Alasan yang diungkapkan Luhut, karena ia banyak menerima laporan bahwa para pekerja di 8 sektor yang diperbolehkan beroperasi saat PSBB dilaksanakan masih banyak yang menggunakan KRL sebagai alat transportasinya.
"Pak Menko Luhut mendapatkan laporan bahwa penumpang KRL itu mayoritas adalah pekerja. Jadi kita juga tidak ingin seperti mereka yang bekerja di fasilitas kesehatan jadi terdampak jika KRL ini disetop operasionalnya," kata Juru Bicara Menko Marves Jodi Mahardi, dalam keterangannya, Jumat (17/4/20) seperti yang dilansir oleh liputan6.com.
Dan memang benar juga sih apa yang diucapkan oleh LBP tersebut. KRL tak bisa dihentikan operasionalnya sepanjang kantor-kantor yang ada di wilayah Jabodetabek masih ada yang beroperasi dan mengharuskan pekerja hadir ditempat kerjanya.
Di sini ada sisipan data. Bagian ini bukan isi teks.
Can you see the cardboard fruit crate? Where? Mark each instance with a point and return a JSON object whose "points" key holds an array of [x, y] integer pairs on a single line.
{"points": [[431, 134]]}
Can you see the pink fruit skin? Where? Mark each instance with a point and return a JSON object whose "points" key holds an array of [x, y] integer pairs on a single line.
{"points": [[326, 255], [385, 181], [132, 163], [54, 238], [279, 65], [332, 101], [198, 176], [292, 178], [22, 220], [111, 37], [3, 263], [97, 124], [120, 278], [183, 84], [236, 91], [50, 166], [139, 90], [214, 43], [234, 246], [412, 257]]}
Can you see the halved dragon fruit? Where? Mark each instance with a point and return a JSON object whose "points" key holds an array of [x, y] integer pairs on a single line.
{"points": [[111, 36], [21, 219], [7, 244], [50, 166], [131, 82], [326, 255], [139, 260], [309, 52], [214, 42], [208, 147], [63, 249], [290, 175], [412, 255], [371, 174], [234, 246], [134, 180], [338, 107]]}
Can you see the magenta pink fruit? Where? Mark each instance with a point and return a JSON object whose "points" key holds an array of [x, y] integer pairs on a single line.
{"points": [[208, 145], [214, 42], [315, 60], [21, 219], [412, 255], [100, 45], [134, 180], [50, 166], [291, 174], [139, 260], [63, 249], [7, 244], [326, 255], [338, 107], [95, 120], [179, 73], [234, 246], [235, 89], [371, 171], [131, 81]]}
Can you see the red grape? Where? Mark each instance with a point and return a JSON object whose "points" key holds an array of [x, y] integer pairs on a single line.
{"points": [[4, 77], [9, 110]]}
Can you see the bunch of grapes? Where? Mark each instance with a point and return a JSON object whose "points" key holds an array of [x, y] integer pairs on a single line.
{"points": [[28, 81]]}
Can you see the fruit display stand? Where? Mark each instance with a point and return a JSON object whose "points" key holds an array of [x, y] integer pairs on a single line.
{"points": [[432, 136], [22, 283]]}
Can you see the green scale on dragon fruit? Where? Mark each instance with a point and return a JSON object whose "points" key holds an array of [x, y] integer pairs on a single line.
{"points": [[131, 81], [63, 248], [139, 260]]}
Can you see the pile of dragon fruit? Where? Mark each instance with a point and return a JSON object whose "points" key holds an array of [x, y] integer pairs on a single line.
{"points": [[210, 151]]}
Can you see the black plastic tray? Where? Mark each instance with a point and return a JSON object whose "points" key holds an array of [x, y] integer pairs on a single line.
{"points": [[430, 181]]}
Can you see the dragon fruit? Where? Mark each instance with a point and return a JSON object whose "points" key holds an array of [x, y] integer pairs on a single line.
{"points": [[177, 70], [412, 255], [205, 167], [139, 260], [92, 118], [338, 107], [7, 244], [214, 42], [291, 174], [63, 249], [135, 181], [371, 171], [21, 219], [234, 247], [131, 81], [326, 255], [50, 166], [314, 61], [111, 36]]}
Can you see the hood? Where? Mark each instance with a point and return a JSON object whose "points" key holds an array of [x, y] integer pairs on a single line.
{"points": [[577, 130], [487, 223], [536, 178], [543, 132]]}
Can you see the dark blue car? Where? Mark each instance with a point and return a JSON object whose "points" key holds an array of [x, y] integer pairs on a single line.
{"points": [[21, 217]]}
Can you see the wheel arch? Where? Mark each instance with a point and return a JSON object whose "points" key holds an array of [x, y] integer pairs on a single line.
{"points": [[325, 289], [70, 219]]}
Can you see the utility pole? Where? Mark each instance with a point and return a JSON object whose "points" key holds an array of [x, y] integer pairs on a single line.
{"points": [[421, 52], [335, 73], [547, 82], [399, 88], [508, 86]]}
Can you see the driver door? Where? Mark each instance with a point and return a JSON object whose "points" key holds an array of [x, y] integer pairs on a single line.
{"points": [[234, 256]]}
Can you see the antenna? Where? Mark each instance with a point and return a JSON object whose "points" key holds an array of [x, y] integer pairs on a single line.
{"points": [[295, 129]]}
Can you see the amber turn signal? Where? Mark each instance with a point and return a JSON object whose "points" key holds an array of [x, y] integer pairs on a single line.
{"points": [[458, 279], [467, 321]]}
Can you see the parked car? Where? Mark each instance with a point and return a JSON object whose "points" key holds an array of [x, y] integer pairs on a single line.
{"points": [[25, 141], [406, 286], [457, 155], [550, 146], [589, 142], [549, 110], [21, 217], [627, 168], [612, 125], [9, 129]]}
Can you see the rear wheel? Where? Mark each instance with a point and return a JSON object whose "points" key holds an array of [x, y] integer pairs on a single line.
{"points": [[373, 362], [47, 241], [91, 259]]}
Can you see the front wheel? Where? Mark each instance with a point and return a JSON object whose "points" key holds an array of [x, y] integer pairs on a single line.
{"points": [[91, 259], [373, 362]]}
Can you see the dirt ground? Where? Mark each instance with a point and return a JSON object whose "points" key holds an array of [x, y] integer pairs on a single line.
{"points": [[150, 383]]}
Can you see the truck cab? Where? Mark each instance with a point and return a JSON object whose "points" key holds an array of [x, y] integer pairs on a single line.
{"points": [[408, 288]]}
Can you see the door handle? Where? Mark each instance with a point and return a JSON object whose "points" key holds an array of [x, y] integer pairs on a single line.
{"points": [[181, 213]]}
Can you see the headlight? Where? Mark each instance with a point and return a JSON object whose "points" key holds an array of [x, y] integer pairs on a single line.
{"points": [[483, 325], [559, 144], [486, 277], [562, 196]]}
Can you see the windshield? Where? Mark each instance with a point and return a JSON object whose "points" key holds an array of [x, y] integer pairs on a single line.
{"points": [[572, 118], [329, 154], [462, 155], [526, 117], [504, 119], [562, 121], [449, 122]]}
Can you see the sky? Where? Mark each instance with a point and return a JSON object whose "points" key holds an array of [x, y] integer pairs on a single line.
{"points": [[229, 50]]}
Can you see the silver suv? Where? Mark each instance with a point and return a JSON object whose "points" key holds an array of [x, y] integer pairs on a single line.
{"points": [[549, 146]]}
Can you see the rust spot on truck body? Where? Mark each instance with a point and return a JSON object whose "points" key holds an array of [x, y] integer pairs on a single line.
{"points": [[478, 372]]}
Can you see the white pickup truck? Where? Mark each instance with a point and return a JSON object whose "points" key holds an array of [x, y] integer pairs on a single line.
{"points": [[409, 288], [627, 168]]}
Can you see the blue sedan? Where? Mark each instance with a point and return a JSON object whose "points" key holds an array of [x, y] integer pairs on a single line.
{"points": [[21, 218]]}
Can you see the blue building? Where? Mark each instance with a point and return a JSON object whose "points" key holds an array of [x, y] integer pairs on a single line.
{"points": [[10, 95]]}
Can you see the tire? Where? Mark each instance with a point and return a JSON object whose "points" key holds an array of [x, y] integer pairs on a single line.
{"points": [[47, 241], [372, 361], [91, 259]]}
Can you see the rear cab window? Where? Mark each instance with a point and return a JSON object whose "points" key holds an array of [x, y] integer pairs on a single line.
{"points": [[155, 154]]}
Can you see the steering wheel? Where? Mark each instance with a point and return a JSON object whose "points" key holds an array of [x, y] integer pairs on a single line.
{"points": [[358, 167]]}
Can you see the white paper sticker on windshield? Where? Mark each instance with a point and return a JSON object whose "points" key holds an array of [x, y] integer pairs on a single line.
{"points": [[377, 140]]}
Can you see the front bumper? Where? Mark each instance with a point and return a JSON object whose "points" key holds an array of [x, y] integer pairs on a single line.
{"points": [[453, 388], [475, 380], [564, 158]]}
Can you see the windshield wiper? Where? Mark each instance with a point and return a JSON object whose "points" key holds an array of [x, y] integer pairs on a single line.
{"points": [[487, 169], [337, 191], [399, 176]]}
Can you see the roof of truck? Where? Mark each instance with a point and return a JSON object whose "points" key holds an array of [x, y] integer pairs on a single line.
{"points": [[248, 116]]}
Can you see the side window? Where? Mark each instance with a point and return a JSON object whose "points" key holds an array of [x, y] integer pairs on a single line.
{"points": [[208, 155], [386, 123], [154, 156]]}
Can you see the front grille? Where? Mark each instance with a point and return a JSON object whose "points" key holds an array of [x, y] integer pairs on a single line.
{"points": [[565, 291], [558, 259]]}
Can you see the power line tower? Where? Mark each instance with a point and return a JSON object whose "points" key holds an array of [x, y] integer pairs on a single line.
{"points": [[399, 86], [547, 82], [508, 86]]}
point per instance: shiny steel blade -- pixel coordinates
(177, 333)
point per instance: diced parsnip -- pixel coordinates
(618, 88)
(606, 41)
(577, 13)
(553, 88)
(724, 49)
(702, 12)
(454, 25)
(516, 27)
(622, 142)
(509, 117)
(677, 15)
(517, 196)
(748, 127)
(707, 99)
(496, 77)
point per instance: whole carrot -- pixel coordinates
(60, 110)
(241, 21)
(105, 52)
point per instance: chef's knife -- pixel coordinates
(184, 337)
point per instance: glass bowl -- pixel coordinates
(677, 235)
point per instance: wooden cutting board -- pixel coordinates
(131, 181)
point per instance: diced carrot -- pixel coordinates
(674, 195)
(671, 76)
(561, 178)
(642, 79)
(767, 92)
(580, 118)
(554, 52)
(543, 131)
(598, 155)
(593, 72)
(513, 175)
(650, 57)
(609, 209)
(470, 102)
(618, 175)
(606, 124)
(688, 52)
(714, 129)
Ini akan menjadi kontra produktif bagi PSBB itu sendiri kalau dipaksakan pemberlakuannya. Seharusnya para Kepala Daerah tersebut memaksa semua kantor untuk menutup operasionalnya terlebih dahulu jadi mobilitas pekerja tak terjadi.
Namun, apakah pemerintah daerah sudah siap dengan konsekuensinya, PHK akan membengkak dan bantuan sosial berubah menjadi kewajiban sosial pemerintah untuk membayar masyarakat agar diam dirumah.
Saat ini saja bansos yang dijanjikan, mayoritas belum sampai ke publik. Jika memang mau benar-benar berhasil PSBB ini bayar semua orang untuk tetap berada di rumah, seperti yang dilakukan oleh Jepang dan Singapura, pertanyaannya apakah secara fiskal kita mampu?
Memang ini sebuah dilema dan kesulitan yang sangat besar bagi seluruh perangkat pemerintah. Tindakan LBP dalam hal ini juga tak bisa disalahkan, sependek pengetahuan saya mungkin Luhut sudah berkonsultasi dengan Presiden Jokowi terkait hal ini.
Luhut memang tampak kontroversial namun pengalaman dan pengetahuannya yang sangat luas serta loyalitasnya tak diragukan lagi, membuat dirinya menjadi salah satu orang yang paling didengar oleh Jokowi dalam menjalankan pemerintahan.
Jadi tak mengherankan juga setiap pemikiran LBP ini hampir pasti dilaksanakan oleh pemerintah, walaupun kata akhir ada ditangan Jokowi.
Kondisi ini yang kemudian dicibir oleh mereka yang menamakan dirinya oposisi, mereka menganggap Jokowi-Maauf Amin ada di bawah Luhut.Â
Ya faktanya sih menurut saya tak seperti itu, hanya saja pandangannya menjadi salah satu referensi utama keputusan Jokowi.